Michelle hanya ingin fokus
menyiapkan semuanya untuk minggu depan, materi presentasi proposalnya demi mata
kuliah seminar sastra. Dia tengah memindai dan memilah setiap materi dari file proposalnya.
Menemukan beberapa bagian penting,
dia meringkas setiap materi dalam file PowerPoint
per slide. Mulai dari latar belakang
masalah hingga metode yang akan digunakan selama penelitian, secara sistematis
dia masukkan dalam ringkasan pada file PowerPoint
per slide. Tekadnya, dia harus persiapkan
materi presentasi sejak lama agar tidak terasa mendadak ketika dipresentasikan
di hadapan para dosen dan teman sekelasnya minggu depan.
Semenjak keluar dari klub film
fakultas, Michelle hanya ingin fokus mengerjakan proposal skripsi, menyiapkan segalanya
secara sempurna demi mata kuliah seminar sastra dan kelulusannya.
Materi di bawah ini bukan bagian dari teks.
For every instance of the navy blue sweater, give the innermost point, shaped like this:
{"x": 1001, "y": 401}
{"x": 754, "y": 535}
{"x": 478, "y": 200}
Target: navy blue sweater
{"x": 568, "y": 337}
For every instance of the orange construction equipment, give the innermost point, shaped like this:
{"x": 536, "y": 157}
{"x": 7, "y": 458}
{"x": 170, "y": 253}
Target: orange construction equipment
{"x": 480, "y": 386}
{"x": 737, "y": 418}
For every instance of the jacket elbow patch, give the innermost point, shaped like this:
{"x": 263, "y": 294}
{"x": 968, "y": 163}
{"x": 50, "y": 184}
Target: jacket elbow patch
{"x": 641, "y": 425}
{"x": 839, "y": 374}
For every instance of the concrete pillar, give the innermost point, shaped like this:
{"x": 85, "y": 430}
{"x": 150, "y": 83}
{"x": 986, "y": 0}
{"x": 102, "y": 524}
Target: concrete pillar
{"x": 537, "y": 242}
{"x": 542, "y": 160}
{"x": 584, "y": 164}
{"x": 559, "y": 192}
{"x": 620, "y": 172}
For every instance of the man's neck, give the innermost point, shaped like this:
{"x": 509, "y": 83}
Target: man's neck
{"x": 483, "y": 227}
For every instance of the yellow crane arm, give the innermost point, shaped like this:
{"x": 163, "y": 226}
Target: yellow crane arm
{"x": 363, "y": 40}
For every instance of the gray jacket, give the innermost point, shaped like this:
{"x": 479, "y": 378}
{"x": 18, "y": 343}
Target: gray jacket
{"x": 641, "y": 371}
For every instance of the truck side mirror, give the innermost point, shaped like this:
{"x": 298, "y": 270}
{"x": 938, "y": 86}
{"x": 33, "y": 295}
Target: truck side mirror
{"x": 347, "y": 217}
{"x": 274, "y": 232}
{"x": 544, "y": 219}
Hal ini dia
lakukan demi meninggalkan kehidupan kuliahnya yang telah suram dan hancur
berkeping-keping menuju dunia kerja.
Mendadak, ketika dia mulai
memeriksa bagian metode penelitian dan
kajian pustaka, entah mengapa,
terputar kembali sebuah kenangan buruk selama di klub film, perkataan seperti
terputar kembali menuju telinganya.
Lo
pikir lo jagoan? Lo cuma bisa kerja enggak becus.
Lo
mau akting? Mimpi aja lu! Lo enggak
bakal pernah siap!
Michelle memegang keningnya tidak ingin
memikirkan setiap kenangan buruk itu. Semakin dia tolak, semakin menghantui
pula kenangan-kenangan itu pada otaknya. Dia melampiaskan semuanya menuju
bukunya dengan kepalan tangan. Kedua novel yang dia jadikan objek penelitian
untuk skripsinya dia pukul berkali-kali. Dia seret kedua novel itu seperti
menampar dari meja hingga terjatuh keras menuju lantai.
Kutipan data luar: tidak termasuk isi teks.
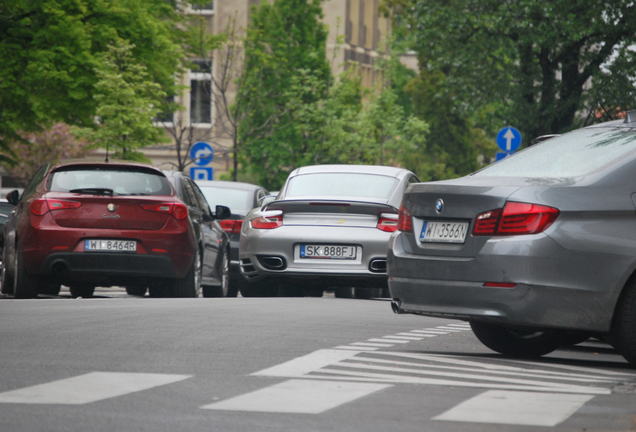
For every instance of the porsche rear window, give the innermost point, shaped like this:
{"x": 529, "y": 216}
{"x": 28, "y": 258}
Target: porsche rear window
{"x": 120, "y": 181}
{"x": 341, "y": 185}
{"x": 571, "y": 155}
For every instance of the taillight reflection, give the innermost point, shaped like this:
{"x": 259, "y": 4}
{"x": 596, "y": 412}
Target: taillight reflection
{"x": 387, "y": 222}
{"x": 232, "y": 226}
{"x": 405, "y": 221}
{"x": 177, "y": 210}
{"x": 42, "y": 206}
{"x": 515, "y": 218}
{"x": 268, "y": 220}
“ENGGAK! ENGGAK!!” jerit Michelle
kembali meneteskan air matanya.
Wajahnya dia tutupi ketika air
matanya meledak. Dia menjerit melolong tidak dapat menahan tangisan akibat
mengingat kembali setiap kenangan buruk secara mendadak.
Michelle berkali-kali ingin menyapu
bersih setiap kenangan buruk selama berada di klub film fakultas, terutama
perlakuan buruk dan semena-mena Margin padanya. Tetapi, dia tetap tidak bisa
menyapu semua kenangan-kenangan itu dari otaknya.